Summary: Postmortem tissue samples of people with depression who died as a result of suicide, revealed a lower number of astrocytes in the brain. The findings add to the growing body of literature that implicates astrocytes in depression pathology.
A new study further highlighting a potential physiological cause of clinical depression could guide future treatment options for this serious mental health disorder. Published in Frontiers in Psychiatry, researchers show differences between the cellular composition of the brain in depressed adults who died by suicide and non-psychiatric individuals who died suddenly by other means.
“We found a reduced number of astrocytes, highlighted by staining the protein vimentin, in many regions of the brain in depressed adults,” reports Naguib Mechawar, a Professor at the Department of Psychiatry, McGill University, Canada, and senior author of this article.
“These star-shaped cells are important because they support the optimal function of brain neurons. Our findings confirm and extend previous research implicating astrocytes in the pathology of depression.”
Major depressive disorder, also referred to as clinical depression, causes a persistent feeling of sadness and loss of interest, leading to a variety of serious emotional and physical problems. With approval from the Research Ethics Board, the team at the Douglas Institute (McGill University) used postmortem analysis to add weight to the theory that astrocytes play a role in this disorder.
Same shape different number
“We analyzed the astrocytes in the brain by staining specific proteins found in their structure — vimentin and GFAP. Vimentin staining has not been used before in this context, but it provides a clear, complete and unprecedented view of the entire microscopic structure of these cells,” explains Liam O’Leary, who completed this study at McGill University as part of his PhD research.
“Using a microscope, we counted the number of astrocytes in cross sections of the brain, enabling us to estimate how many were in each region. We also analyzed the 3D structure of over three hundred individual astrocytes for any differences.”

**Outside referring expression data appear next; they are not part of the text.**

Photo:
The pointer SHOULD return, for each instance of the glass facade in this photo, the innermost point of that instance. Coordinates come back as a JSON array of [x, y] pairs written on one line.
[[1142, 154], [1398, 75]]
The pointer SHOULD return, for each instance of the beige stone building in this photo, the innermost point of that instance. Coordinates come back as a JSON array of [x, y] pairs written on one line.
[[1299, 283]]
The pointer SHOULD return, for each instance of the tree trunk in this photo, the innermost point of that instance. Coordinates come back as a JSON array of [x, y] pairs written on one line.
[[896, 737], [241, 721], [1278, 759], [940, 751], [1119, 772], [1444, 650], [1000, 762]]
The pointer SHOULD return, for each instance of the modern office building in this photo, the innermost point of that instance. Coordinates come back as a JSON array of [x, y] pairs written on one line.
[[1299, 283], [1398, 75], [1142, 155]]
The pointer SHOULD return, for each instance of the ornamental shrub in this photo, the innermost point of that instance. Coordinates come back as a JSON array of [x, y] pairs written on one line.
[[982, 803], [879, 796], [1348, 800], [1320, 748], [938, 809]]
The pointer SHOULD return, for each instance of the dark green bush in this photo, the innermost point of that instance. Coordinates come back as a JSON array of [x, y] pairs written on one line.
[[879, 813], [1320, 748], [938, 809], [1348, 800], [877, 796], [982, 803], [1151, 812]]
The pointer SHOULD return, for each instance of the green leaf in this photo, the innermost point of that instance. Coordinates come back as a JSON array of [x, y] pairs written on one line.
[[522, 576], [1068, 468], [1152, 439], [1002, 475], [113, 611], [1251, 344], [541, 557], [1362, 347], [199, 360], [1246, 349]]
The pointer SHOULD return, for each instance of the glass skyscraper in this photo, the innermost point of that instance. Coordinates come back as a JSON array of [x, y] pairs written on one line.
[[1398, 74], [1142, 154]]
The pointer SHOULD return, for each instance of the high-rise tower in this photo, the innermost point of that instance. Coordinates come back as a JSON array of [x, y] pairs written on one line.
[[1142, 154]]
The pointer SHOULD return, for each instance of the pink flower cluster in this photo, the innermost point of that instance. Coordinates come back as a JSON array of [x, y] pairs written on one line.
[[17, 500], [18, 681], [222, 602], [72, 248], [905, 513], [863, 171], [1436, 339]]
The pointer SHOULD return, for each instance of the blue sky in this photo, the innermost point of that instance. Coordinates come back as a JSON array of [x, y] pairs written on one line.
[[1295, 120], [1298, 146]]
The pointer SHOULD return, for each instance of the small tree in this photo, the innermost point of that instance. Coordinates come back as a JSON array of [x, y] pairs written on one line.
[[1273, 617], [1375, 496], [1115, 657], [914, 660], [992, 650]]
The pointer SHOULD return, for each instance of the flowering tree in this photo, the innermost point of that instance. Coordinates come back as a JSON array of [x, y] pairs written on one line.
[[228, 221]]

The postmortem analysis revealed that in depression, while the number of astrocytes differed, they have a similar structure to psychiatrically healthy individuals.
“This research indicates that depression may be linked to the cellular composition of the brain. The promising news is that unlike neurons, the adult human brain continually produces many new astrocytes. Finding ways that strengthen these natural brain functions may improve symptoms in depressed individuals,” says Mechawar.
Target for treatment
“Our study provides a strong rationale for developing drugs that counteract the apparent loss of astrocytes in depression,” says O’Leary. “No antidepressants have yet been developed to target these cells directly, although the leading theory for the rapid antidepressant action of ketamine, a relatively new treatment option, is that it corrects for astrocyte abnormality.”
Future research hopes to address some limitations of the current study and to look deeper at the association of astrocytes with depression.
“While this study is the most comprehensive so far, it was only conducted with samples from male patients. We want to widen this study to investigate samples from female patients since it is now known that the neurobiology of depression differs quite significantly between men and women,” says Mechawar, who also acknowledges the critical role of the donors and their families.
“Tissue donation to scientific research allows us to better understand the cellular and molecular dysfunctions underlying brain disorders, thereby supporting the development of better mental healthcare treatments.”
If you or someone you know is affected by depression, please find help now. The International Association for Suicide Prevention provide a list of crisis centers across the world that can offer support in your region.
About this depression research news
Source:Frontiers Contact: Mischa Dijkstra – Frontiers Image: The image is in the public domain
Widespread Decrease of Cerebral Vimentin-Immunoreactive Astrocytes in Depressed Suicides
Post-mortem investigations have implicated cerebral astrocytes immunoreactive (-IR) for glial fibrillary acidic protein (GFAP) in the etiopathology of depression and suicide. However, it remains unclear whether astrocytic subpopulations IR for other astrocytic markers are similarly affected. Astrocytes IR to vimentin (VIM) display different regional densities than GFAP-IR astrocytes in the healthy brain, and so may be differently altered in depression and suicide. To investigate this, we compared the densities of GFAP-IR astrocytes and VIM-IR astrocytes in post-mortem brain samples from depressed suicides and matched non-psychiatric controls in three brain regions (dorsomedial prefrontal cortex, dorsal caudate nucleus and mediodorsal thalamus). A quantitative comparison of the fine morphology of VIM-IR astrocytes was also performed in the same regions and subjects. Finally, given the close association between astrocytes and blood vessels, we also assessed densities of CD31-IR blood vessels. Like for GFAP-IR astrocytes, VIM-IR astrocyte densities were found to be globally reduced in depressed suicides relative to controls. By contrast, CD31-IR blood vessel density and VIM-IR astrocyte morphometric features in these regions were similar between groups, except in prefrontal white matter, in which vascularization was increased and astrocytes displayed fewer primary processes. By revealing a widespread reduction of cerebral VIM-IR astrocytes in cases vs. controls, these findings further implicate astrocytic dysfunctions in depression and suicide.